ヤツは、何処から侵入して、何処から脱出するのか。

ふいに、何かの気配を感じて上空を見上げた。


月明かりに浮かぶ白い影。

これ見よがしに飛んでいるその姿。




──────あれは、ダミーだ。




新一はそう確信すると身を翻した。






上空から来ると見せかけて、その実別の場所から侵入するのは、初歩中の初歩。

「上からじゃないとすれば……下だな」

既にエレベーターも警備の為に封鎖されている。新一は階段を駆け下りた。

さぁ、何処から来る?

百貨店の全ての主要箇所は警備が厳重。

「…………まてよ」

この店が外部から入れる箇所はいくつだ?

確か、地下駐車場の入り口からこの店にも入る事は出来る。

もちろん、客の為の進入路だ。

後、二つのビルの連絡通路。
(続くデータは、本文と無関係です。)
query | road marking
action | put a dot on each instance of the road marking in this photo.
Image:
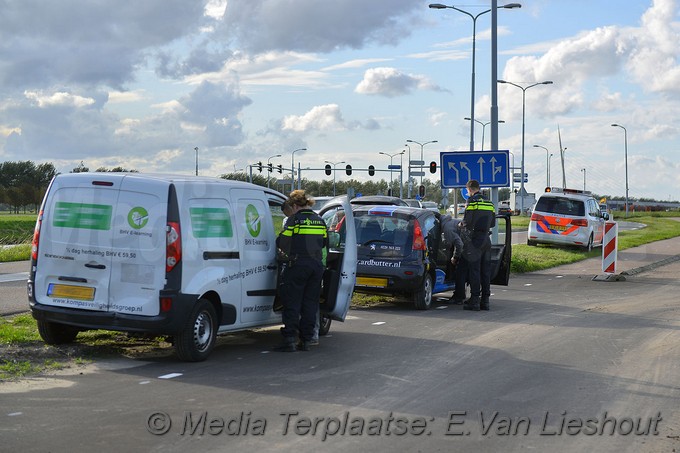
(14, 277)
(170, 376)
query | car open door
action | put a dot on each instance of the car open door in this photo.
(341, 262)
(501, 251)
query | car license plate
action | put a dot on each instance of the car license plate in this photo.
(372, 282)
(70, 291)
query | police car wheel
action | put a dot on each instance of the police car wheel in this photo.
(55, 333)
(324, 325)
(423, 297)
(197, 339)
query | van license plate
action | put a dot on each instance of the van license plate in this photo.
(372, 281)
(70, 291)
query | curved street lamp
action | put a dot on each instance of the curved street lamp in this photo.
(625, 141)
(269, 160)
(334, 164)
(474, 38)
(483, 127)
(422, 145)
(547, 165)
(292, 167)
(524, 92)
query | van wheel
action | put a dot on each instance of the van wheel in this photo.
(55, 333)
(423, 298)
(324, 325)
(195, 342)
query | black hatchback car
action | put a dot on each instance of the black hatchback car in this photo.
(400, 252)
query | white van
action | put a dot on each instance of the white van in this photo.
(186, 257)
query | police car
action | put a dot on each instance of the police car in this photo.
(567, 217)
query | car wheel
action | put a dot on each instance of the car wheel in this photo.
(589, 246)
(55, 333)
(423, 297)
(197, 339)
(324, 325)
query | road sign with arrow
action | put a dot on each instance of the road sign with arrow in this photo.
(490, 168)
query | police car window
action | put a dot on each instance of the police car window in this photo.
(558, 205)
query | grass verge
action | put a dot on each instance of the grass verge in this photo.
(23, 353)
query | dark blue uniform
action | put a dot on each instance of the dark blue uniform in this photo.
(480, 217)
(302, 240)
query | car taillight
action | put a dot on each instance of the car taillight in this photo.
(173, 249)
(36, 237)
(418, 238)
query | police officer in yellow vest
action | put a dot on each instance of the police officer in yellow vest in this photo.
(302, 240)
(480, 217)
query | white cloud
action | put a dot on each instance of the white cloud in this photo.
(314, 26)
(390, 82)
(58, 98)
(322, 118)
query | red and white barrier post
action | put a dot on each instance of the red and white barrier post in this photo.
(609, 247)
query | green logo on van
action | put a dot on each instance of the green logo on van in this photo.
(138, 217)
(253, 221)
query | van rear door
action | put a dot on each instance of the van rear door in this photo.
(138, 247)
(73, 264)
(341, 263)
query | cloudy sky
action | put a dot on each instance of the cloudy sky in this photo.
(141, 83)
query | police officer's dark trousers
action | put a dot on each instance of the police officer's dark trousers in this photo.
(302, 289)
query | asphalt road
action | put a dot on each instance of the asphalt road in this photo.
(559, 363)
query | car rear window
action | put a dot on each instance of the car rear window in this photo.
(561, 205)
(387, 229)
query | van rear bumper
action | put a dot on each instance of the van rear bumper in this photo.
(164, 324)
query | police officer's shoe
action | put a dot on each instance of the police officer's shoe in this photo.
(287, 345)
(472, 304)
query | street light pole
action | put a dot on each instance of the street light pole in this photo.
(401, 174)
(547, 165)
(483, 127)
(625, 141)
(422, 145)
(524, 92)
(410, 184)
(269, 160)
(292, 167)
(474, 39)
(584, 179)
(334, 164)
(390, 156)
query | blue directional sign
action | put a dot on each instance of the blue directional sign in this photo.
(490, 168)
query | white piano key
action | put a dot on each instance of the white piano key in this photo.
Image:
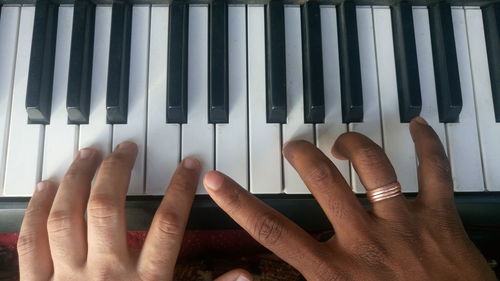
(25, 147)
(265, 139)
(61, 139)
(135, 129)
(160, 162)
(398, 144)
(198, 134)
(463, 139)
(295, 128)
(9, 25)
(231, 140)
(371, 125)
(489, 130)
(328, 132)
(426, 71)
(97, 133)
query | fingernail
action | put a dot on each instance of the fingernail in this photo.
(126, 145)
(85, 153)
(420, 120)
(191, 163)
(242, 278)
(213, 180)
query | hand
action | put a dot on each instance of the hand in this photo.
(57, 243)
(395, 240)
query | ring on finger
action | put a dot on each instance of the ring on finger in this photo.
(384, 192)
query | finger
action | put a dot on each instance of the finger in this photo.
(327, 185)
(106, 207)
(35, 262)
(373, 167)
(66, 224)
(162, 245)
(270, 228)
(434, 172)
(235, 275)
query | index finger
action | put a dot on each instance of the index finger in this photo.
(434, 171)
(270, 228)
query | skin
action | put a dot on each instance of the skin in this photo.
(57, 243)
(396, 239)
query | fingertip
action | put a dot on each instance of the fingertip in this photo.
(336, 148)
(127, 146)
(213, 180)
(236, 275)
(419, 120)
(45, 186)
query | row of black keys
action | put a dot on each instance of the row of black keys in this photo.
(39, 92)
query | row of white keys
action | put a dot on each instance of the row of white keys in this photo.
(231, 139)
(135, 129)
(371, 125)
(295, 128)
(264, 138)
(97, 133)
(489, 129)
(332, 128)
(163, 140)
(398, 144)
(9, 25)
(198, 134)
(463, 140)
(61, 139)
(426, 72)
(24, 155)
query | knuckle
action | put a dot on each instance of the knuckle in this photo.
(170, 224)
(446, 224)
(115, 161)
(322, 174)
(26, 243)
(440, 165)
(102, 210)
(371, 253)
(337, 209)
(59, 222)
(269, 229)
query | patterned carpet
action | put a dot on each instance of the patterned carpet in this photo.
(204, 256)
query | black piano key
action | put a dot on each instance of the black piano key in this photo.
(448, 91)
(491, 19)
(218, 102)
(350, 68)
(177, 63)
(275, 62)
(405, 53)
(80, 62)
(312, 60)
(41, 67)
(119, 64)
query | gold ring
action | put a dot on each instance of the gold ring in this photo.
(384, 192)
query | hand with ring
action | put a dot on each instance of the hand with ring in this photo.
(397, 239)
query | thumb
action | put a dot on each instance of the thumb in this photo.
(235, 275)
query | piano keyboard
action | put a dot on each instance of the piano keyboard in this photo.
(230, 84)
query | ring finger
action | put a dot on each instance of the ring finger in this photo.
(374, 170)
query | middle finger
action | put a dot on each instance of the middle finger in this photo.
(106, 207)
(327, 185)
(66, 223)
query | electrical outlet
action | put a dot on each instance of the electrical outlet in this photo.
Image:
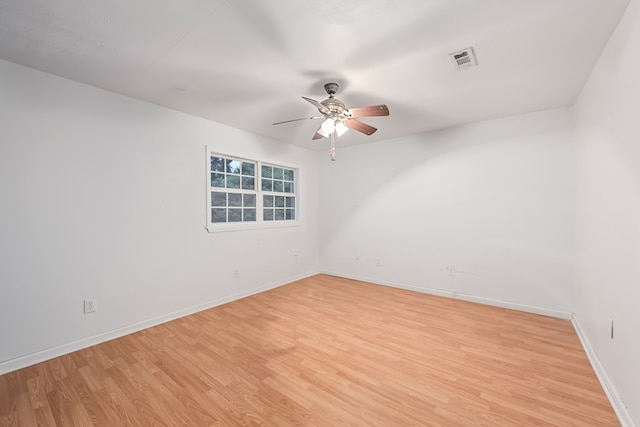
(90, 306)
(611, 328)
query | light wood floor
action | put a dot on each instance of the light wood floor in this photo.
(322, 351)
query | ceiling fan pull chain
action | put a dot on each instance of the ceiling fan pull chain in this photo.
(332, 152)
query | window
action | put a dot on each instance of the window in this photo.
(246, 193)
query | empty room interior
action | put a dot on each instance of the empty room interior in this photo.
(375, 212)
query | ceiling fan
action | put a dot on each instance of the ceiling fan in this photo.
(337, 119)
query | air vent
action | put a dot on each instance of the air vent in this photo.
(463, 59)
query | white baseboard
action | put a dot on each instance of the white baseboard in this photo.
(465, 297)
(50, 353)
(616, 401)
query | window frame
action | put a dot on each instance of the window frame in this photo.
(259, 223)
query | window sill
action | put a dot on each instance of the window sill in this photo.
(221, 228)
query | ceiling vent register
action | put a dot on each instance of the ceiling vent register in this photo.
(463, 59)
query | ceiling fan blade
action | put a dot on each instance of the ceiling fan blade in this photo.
(318, 135)
(374, 110)
(359, 126)
(319, 106)
(295, 120)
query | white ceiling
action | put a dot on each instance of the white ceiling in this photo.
(246, 63)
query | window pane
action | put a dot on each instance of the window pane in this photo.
(248, 169)
(291, 202)
(248, 183)
(217, 180)
(233, 181)
(233, 166)
(217, 164)
(249, 215)
(235, 199)
(218, 199)
(235, 215)
(249, 200)
(218, 215)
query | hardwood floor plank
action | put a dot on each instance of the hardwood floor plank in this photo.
(317, 352)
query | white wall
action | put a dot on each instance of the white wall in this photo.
(607, 222)
(493, 199)
(103, 196)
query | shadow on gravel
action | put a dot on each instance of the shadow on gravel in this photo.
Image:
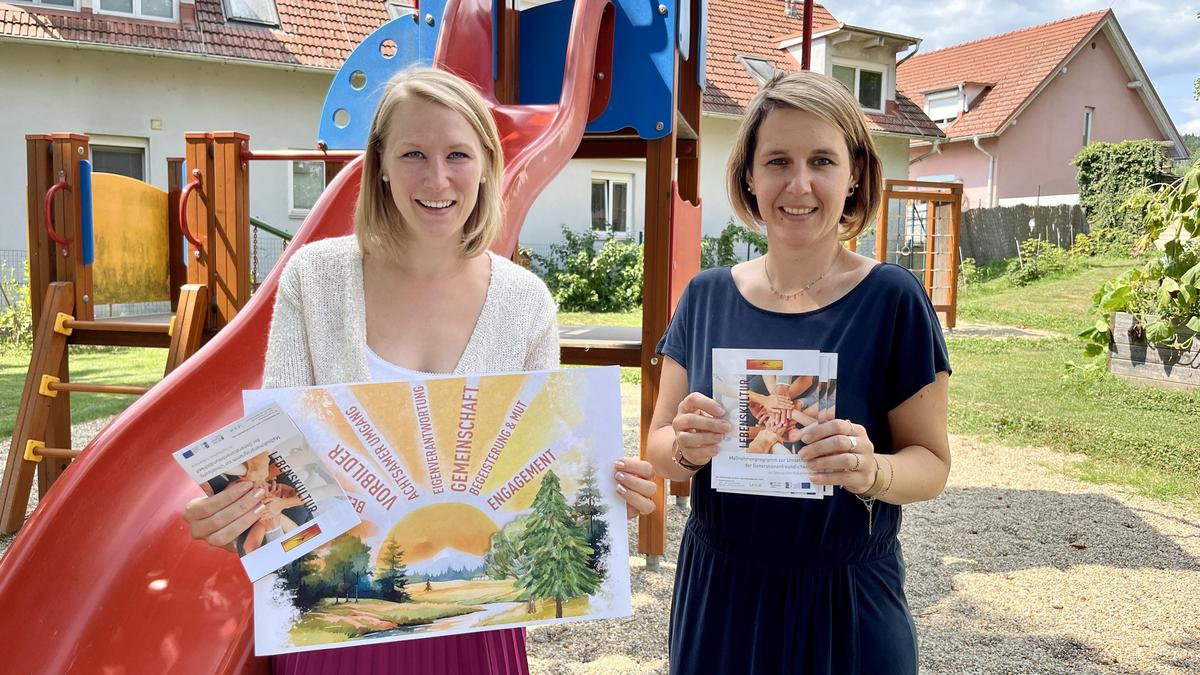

……そこの警備も万全のはず。

なら、そのビルの地下は………?

「あそこか……!」

新一は一階まで一気に駆け下りると、正面玄関に向かって駆け出した。







車のない駐車場は、ただの広大な空間に過ぎない。

むき出しの配管。

柱には耐火被覆が吹き付けられていて。

封鎖された正規の出入り口とは別に非常用として設けられた通路。

扉そのものには錠がしてあるが、この程度の鍵なら新一にも開ける事は可能だった。

ビルの地下から、キッドが狙う百貨店へと続く連絡路はない。

だが、ここを経由すれば、警察の目を掠めて標的に向かう事が出来る。

新一の歩く足音が静かに響いた。

建物の中とは言え、温度はかなり低い。

吐く息も白く、その上さっき駆けて来た所為で汗ばんだ身体が急激に冷やされる。

新一は身を震わせながらも時計を見た。

予告時刻を10分過ぎている。

…………既にここを過ぎたのか?

もしそうなら、ここを逃走経路に使うはずはない。

来るのが遅すぎた……!?


そう感じた瞬間────。



「こんばんは、名探偵」



静まり返った空間に響く声。

滑らかで艶やかな、落ち着いた声。

反響した声では、どこから発せられているのか分からない。

「キッド……!」

周囲を見渡す。

しかし、その姿は見えない。

焦る新一の背後に、突然空気の乱れを感じた。

即座に振り返ろうと身体を捻る前に………背中に熱を感じる。

「え─────?」

突然感じた、他人の体温。

背中から抱きしめられた、その前に回された手には純白の手袋。

「───キッド」

「身体……冷えてるな、新一」

どうせ、屋上にでもいたんだろ?

からかい口調でそう言われて、新一は咄嗟にその身を振りほどく。

「てめぇ……よくも俺の前に姿を現したな!」


捕まる気なんか、ないくせに。


「折角のイヴに……新一に逢わない訳いかないじゃないか?」

振り解かれて所在をなくした腕を組んで、キッドは答える。

涼しげな表情で、笑ってみせるその顔は嫌味なくらい落ち着いて……新一の方が落ち着かない。


「俺に捕まえてもらいに来たのかよ」

「捕まえる?……新一には俺を逮捕する権利なんてないぜ?」

モノクルが、意地悪そうに輝いた。

「でも、『別の意味』で俺を捕まえたいなら、抵抗はしないけどな」

「……別の意味?」

意味が解らず、首を傾げる新一にキッドは微笑んだ。



「お前が俺を捕まえないなら……」





俺が新一を捕まえてやる。






「え……?」

そう言われると同時に、キッドの手が新一の腕を掴んだ。

「何!?」

突然の行動に抵抗する間もなく、新一はキッドの胸にぶつかった。

キッドの左腕が新一を包み込み、もう片方の手は新一の左手を絡め取る。

柔らかな布越しの手が新一の掌を包み込んでは絡められ、小さな悪戯のように。

「キッド……離せ!」

先程の、突然背中から抱き込まれた時と明らかに違う、キッド。

力は入れていないのに、新一の抵抗を易々と無力化しているその術は、どこで学んだものなのか。

「てめぇ……何考えてる!?」

「………愚問だな」

探偵らしくない。

キッドの言葉に、新一は鋭い瞳で睨み上げた。

「何だと!?」

「イヴの夜は、恋人と過ごすものだろう?」

「こいびと……?」

何訳の分からないコト言ってやがるんだ。そう言おうとして、顔を上げた新一の瞳に飛び込んで来たのは………真剣な双眸で見つめるキッドの表情。






突然────心臓が跳ねた。






抱きしめられた身体の奥から、突然沸き立つ感覚。

動悸にも似た、胸の高ぶり。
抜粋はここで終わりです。